Per il resto, il dipartimento, o meglio i nuovi “baroni” burocrati o bibliometrici di quell’ateneo (non quelli tradizionali che avevano quanto meno delle regole morali ed un livello scientifico altissimo), che hanno a disposizione i posti, chiamati “punti organici”, hanno il dovere di rispettare i vincoli di affiliazione familiare, parentale, amicale, massonica o di lobby. In questo contesto, come ben capite, ogni docente, giovane o vecchio che sia, che fa parte di questo sistema spartitorio e clientelare, è come un “familiare” di quel settore scientifico-disciplinare. E come si sa, tra famiglie legate da vincoli e da scambi che avvantaggiano i diversi contraenti, non ci si fa nessuno sgarbo. Tutto funziona così dunque: oggi un favore a me, domani ricambio il favore a te.

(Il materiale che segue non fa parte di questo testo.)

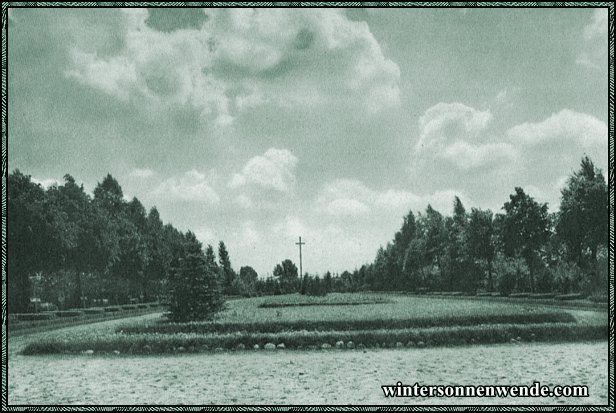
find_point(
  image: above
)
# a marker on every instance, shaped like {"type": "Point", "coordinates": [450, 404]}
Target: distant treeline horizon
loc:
{"type": "Point", "coordinates": [72, 249]}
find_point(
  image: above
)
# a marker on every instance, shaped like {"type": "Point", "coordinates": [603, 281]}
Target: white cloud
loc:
{"type": "Point", "coordinates": [347, 207]}
{"type": "Point", "coordinates": [456, 134]}
{"type": "Point", "coordinates": [458, 149]}
{"type": "Point", "coordinates": [598, 27]}
{"type": "Point", "coordinates": [275, 169]}
{"type": "Point", "coordinates": [352, 198]}
{"type": "Point", "coordinates": [436, 119]}
{"type": "Point", "coordinates": [142, 173]}
{"type": "Point", "coordinates": [276, 56]}
{"type": "Point", "coordinates": [193, 186]}
{"type": "Point", "coordinates": [595, 34]}
{"type": "Point", "coordinates": [46, 182]}
{"type": "Point", "coordinates": [563, 128]}
{"type": "Point", "coordinates": [468, 156]}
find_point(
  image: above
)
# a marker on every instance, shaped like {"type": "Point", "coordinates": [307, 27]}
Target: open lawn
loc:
{"type": "Point", "coordinates": [390, 321]}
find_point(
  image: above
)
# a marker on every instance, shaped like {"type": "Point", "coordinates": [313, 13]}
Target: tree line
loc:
{"type": "Point", "coordinates": [74, 250]}
{"type": "Point", "coordinates": [522, 249]}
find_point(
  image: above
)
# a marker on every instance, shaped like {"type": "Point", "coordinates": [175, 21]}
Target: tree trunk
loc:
{"type": "Point", "coordinates": [490, 281]}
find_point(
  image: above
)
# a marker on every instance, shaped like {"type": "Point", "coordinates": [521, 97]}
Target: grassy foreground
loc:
{"type": "Point", "coordinates": [396, 321]}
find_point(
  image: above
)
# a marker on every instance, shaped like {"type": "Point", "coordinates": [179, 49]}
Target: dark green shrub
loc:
{"type": "Point", "coordinates": [565, 297]}
{"type": "Point", "coordinates": [599, 298]}
{"type": "Point", "coordinates": [93, 310]}
{"type": "Point", "coordinates": [69, 313]}
{"type": "Point", "coordinates": [35, 316]}
{"type": "Point", "coordinates": [195, 293]}
{"type": "Point", "coordinates": [346, 325]}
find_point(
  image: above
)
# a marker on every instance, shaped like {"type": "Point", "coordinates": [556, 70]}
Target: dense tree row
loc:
{"type": "Point", "coordinates": [71, 249]}
{"type": "Point", "coordinates": [523, 249]}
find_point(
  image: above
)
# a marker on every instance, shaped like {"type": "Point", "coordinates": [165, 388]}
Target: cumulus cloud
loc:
{"type": "Point", "coordinates": [352, 198]}
{"type": "Point", "coordinates": [594, 54]}
{"type": "Point", "coordinates": [597, 28]}
{"type": "Point", "coordinates": [565, 127]}
{"type": "Point", "coordinates": [454, 133]}
{"type": "Point", "coordinates": [142, 173]}
{"type": "Point", "coordinates": [193, 186]}
{"type": "Point", "coordinates": [243, 58]}
{"type": "Point", "coordinates": [45, 182]}
{"type": "Point", "coordinates": [457, 147]}
{"type": "Point", "coordinates": [275, 169]}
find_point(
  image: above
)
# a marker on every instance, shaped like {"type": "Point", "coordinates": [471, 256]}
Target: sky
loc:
{"type": "Point", "coordinates": [257, 126]}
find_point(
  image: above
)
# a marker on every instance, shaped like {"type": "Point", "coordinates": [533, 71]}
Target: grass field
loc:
{"type": "Point", "coordinates": [389, 321]}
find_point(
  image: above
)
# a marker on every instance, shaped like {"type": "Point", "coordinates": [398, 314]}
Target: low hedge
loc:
{"type": "Point", "coordinates": [439, 336]}
{"type": "Point", "coordinates": [94, 310]}
{"type": "Point", "coordinates": [565, 297]}
{"type": "Point", "coordinates": [542, 295]}
{"type": "Point", "coordinates": [70, 313]}
{"type": "Point", "coordinates": [344, 325]}
{"type": "Point", "coordinates": [310, 304]}
{"type": "Point", "coordinates": [599, 298]}
{"type": "Point", "coordinates": [35, 316]}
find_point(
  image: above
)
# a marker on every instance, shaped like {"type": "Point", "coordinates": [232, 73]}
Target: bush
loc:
{"type": "Point", "coordinates": [542, 295]}
{"type": "Point", "coordinates": [569, 297]}
{"type": "Point", "coordinates": [195, 292]}
{"type": "Point", "coordinates": [599, 298]}
{"type": "Point", "coordinates": [151, 343]}
{"type": "Point", "coordinates": [35, 316]}
{"type": "Point", "coordinates": [93, 310]}
{"type": "Point", "coordinates": [346, 325]}
{"type": "Point", "coordinates": [47, 307]}
{"type": "Point", "coordinates": [69, 313]}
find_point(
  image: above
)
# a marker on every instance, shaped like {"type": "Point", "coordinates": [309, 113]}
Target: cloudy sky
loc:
{"type": "Point", "coordinates": [258, 126]}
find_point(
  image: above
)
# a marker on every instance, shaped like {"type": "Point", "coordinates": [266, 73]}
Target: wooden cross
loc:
{"type": "Point", "coordinates": [301, 274]}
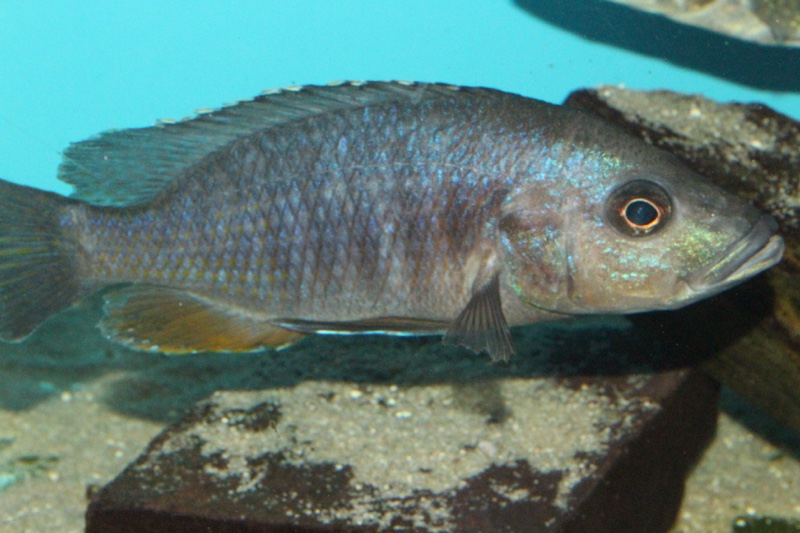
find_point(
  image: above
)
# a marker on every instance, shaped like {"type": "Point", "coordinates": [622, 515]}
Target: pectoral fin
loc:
{"type": "Point", "coordinates": [153, 318]}
{"type": "Point", "coordinates": [481, 326]}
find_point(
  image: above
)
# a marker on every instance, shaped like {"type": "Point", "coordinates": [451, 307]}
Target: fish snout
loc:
{"type": "Point", "coordinates": [758, 250]}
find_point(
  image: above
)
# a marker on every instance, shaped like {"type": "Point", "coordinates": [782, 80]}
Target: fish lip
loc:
{"type": "Point", "coordinates": [760, 249]}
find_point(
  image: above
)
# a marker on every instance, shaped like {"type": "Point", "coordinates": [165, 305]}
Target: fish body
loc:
{"type": "Point", "coordinates": [379, 207]}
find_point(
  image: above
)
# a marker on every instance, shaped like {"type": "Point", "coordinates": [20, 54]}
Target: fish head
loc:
{"type": "Point", "coordinates": [624, 238]}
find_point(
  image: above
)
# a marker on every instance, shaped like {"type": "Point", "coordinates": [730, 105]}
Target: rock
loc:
{"type": "Point", "coordinates": [749, 336]}
{"type": "Point", "coordinates": [774, 22]}
{"type": "Point", "coordinates": [518, 454]}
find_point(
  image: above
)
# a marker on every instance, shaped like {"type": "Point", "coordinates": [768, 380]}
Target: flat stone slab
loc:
{"type": "Point", "coordinates": [515, 453]}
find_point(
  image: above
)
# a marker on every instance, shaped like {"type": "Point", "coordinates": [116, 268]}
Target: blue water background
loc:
{"type": "Point", "coordinates": [71, 69]}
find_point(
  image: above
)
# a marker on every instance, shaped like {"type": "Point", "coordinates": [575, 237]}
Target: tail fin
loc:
{"type": "Point", "coordinates": [38, 276]}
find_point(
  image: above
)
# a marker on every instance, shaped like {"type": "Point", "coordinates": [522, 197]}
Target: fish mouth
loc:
{"type": "Point", "coordinates": [758, 250]}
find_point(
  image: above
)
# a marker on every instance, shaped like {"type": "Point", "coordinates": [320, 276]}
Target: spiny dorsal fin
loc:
{"type": "Point", "coordinates": [131, 166]}
{"type": "Point", "coordinates": [482, 325]}
{"type": "Point", "coordinates": [146, 317]}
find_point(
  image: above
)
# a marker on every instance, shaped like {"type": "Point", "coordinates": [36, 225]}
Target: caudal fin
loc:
{"type": "Point", "coordinates": [38, 276]}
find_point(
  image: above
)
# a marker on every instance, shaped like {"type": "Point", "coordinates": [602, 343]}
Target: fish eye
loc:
{"type": "Point", "coordinates": [639, 208]}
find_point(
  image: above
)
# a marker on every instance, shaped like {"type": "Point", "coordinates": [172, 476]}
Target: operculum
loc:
{"type": "Point", "coordinates": [534, 257]}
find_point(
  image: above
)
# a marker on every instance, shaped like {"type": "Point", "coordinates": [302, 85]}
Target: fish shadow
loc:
{"type": "Point", "coordinates": [69, 354]}
{"type": "Point", "coordinates": [769, 68]}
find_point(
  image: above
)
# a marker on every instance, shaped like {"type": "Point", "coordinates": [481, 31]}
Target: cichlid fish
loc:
{"type": "Point", "coordinates": [396, 208]}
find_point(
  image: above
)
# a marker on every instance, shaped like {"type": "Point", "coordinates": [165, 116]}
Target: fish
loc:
{"type": "Point", "coordinates": [399, 208]}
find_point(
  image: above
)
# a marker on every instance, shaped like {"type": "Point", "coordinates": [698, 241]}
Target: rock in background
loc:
{"type": "Point", "coordinates": [773, 22]}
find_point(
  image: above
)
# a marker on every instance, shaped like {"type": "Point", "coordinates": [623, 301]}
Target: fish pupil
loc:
{"type": "Point", "coordinates": [641, 212]}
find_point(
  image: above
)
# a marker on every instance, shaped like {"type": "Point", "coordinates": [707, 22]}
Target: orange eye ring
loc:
{"type": "Point", "coordinates": [641, 214]}
{"type": "Point", "coordinates": [639, 208]}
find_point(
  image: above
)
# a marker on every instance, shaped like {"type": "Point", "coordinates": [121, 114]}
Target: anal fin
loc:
{"type": "Point", "coordinates": [387, 325]}
{"type": "Point", "coordinates": [481, 325]}
{"type": "Point", "coordinates": [146, 317]}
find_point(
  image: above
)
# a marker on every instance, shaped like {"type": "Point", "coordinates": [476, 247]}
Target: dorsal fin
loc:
{"type": "Point", "coordinates": [131, 166]}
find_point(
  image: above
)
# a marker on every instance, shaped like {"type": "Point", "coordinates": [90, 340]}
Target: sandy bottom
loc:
{"type": "Point", "coordinates": [70, 423]}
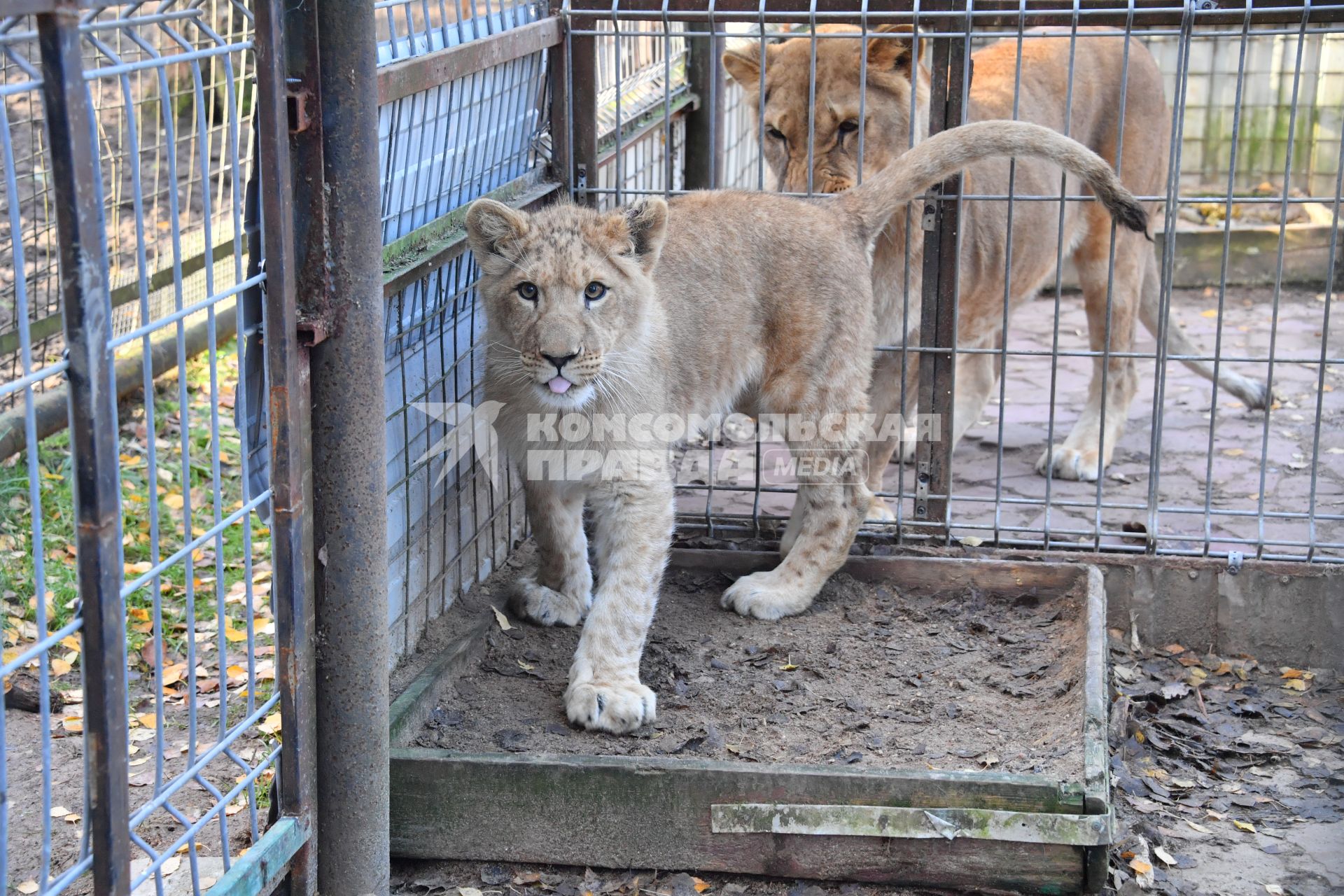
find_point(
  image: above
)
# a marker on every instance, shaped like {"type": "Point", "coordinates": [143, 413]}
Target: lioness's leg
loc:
{"type": "Point", "coordinates": [634, 530]}
{"type": "Point", "coordinates": [885, 400]}
{"type": "Point", "coordinates": [561, 590]}
{"type": "Point", "coordinates": [976, 379]}
{"type": "Point", "coordinates": [1085, 453]}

Questo vale però solo per i “familiari”, ovvero chi ha dimostrato fedeltà al sistema. Tutti coloro che non si piegano a questa logica sono – per citare l’ordinanza del Gip catanese – come degli “stronzi da schiacciare”. Il punto cruciale è che con la diminuzione progressiva dei fondi in dotazione dal governo e dal ministero agli atenei il sistema non ha retto l’urto; in molti sono stati costretti, pur avendo firmato quel patto, ad essere lasciati fuori per anni, a volte per lustri, anche per un decennio, e quindi alla fine il tappo è definitivamente saltato. Sono aumentati, come si diceva, i ricorsi ai Tar e le denunce in procura che hanno dato vita a sentenze epocali.
Ora, delle due l’una: o il mondo accademico stesso, o meglio quella parte onesta intellettualmente e moralmente, che pure esiste, si mobilita isolando questi meccanismi e chi commette i reati, oppure perirà e verrà travolta sotto i colpi dei contenziosi. Ai posteri, come si dice, l’ardua sentenza, non metaforica stavolta ma possibilmente giudiziaria.